• [^] # Re: Agrément ministériel (reste du monde)

    Posté par . En réponse à la dépêche Logiciel de caisse Pastèque, version Datte. Évalué à 3.

    on peut parfaitement faire un module/serveur de gestion de facture, et avoir un agrément sur ce composant seulement.

    Je ne comprends toujours pas, techniquement, ce que ça veut dire. Ça voudrait dire qu'on a un binaire certifié installé sur un ordinateur de l'entreprise, OK. Mais je ne vois pas que ça résoud : 1) comment le ministère fait-il pour certifier que le binaire en question fait exactement ce qu'il est censé faire, et ne fait que ce qu'il est censé faire? Autrement dit, que vaut la certification en question?

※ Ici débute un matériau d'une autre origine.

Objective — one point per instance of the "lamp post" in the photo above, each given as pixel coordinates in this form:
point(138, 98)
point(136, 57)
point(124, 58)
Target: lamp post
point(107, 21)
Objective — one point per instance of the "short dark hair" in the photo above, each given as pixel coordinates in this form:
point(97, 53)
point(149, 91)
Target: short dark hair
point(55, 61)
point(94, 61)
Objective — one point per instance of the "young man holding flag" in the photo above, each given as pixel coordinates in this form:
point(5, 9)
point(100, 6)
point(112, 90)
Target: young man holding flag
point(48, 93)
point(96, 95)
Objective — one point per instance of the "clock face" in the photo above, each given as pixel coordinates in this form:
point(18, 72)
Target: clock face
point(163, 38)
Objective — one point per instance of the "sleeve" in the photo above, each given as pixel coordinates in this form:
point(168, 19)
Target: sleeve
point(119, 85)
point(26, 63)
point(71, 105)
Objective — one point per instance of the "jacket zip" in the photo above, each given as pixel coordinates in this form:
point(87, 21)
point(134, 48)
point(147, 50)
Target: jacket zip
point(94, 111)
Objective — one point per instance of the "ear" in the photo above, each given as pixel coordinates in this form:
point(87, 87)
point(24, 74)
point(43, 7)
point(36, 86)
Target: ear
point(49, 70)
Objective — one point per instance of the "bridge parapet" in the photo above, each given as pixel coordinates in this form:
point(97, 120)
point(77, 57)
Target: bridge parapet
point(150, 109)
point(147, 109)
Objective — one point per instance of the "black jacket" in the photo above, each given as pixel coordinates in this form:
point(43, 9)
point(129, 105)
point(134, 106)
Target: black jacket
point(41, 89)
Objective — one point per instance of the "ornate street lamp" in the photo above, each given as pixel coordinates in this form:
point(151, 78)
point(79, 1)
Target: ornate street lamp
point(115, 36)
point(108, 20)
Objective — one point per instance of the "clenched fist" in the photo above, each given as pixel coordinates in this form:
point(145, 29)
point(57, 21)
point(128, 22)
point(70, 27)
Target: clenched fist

À part un audit du code exhaustif et une compilation sur les serveurs du ministère, je ne vois pas par quel moyen une autorité peut certifier un tel logiciel. 2) je ne vois pas comment la présence d'un tel module peut empêcher ou même gêner la fraude à la TVA. Si on utilise un client libre, par exemple, il semble trivial de faire en sorte que le client appelle le bon serveur quand les inspecteurs du fisc sont là, et un serveur bidon qui édite des factures au numéro aléatoire sans rien stocker dans la base de données quand ils ne sont pas là.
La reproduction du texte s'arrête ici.